Ist die Zeit der klassischen Automobilindustrie vorbei, ist der Verbrennermotor ein Auslaufmodell?

Der Verbrenner wird noch viele Jahre lang eine Rolle spielen. Wir in Deutschland beherrschen diese Technik perfekt, die Infrastruktur ist da, und ein E-Auto ist noch nicht für jeden die richtige Lösung. Aber nicht der Verbrenner ist das Problem, sondern der Tankinhalt. Wir brauchen neben der Batterie und dem Wasserstoff auch die synthetischen Kraftstoffe, das ist die Lösung für den Bestand und eine CO-neutrale Zukunft.
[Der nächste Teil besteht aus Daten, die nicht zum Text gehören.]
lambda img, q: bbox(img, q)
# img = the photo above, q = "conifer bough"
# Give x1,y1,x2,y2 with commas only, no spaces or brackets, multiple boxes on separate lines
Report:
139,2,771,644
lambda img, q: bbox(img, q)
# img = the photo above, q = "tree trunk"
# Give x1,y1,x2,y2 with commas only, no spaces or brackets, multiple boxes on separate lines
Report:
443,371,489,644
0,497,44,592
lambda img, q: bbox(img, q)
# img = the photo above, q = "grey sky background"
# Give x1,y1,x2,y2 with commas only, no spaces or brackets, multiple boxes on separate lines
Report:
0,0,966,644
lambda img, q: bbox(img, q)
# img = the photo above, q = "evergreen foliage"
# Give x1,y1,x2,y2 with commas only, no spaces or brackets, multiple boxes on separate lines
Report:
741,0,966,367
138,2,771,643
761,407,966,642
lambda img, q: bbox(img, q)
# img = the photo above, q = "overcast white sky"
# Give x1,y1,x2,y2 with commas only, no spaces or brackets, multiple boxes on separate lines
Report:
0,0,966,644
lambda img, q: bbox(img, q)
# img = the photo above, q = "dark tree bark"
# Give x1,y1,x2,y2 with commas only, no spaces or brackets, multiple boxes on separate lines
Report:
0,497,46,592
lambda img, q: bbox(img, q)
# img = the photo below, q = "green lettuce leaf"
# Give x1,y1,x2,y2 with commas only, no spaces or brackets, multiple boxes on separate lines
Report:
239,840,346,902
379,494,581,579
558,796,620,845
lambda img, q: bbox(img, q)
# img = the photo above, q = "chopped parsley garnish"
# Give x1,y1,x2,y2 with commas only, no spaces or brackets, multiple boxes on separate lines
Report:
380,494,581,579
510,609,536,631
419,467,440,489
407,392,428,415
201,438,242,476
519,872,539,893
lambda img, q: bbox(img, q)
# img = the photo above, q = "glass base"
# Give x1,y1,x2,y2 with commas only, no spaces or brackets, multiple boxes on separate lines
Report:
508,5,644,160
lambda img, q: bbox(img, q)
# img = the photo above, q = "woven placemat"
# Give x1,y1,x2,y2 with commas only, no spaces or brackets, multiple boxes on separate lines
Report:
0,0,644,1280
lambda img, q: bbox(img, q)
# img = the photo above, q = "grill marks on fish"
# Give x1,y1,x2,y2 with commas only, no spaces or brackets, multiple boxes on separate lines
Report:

Trotzdem: Diese Industrie befindet sich im Wandel. Mit Elektro- und Hybridfahrzeugen wird die Komplexität viel geringer, die Autos werden aus weniger Teilen bestehen, deshalb braucht es auch viele Zulieferer nicht mehr. Also müssen wir der Wirtschaft wieder mehr Freiheit geben. Zieht die Anfrage nach E-Autos und alternativen Antrieben in der Zukunft an, dann wird die deutsche Autoindustrie auch in diesen Bereichen ihre Stärken ausspielen. Aber wir müssen auch dringend und schnell bei der Softwareentwicklung aufholen. Bekommen wir das nicht in den Griff, sehe ich große Probleme auf die deutsche Autoindustrie zukommen.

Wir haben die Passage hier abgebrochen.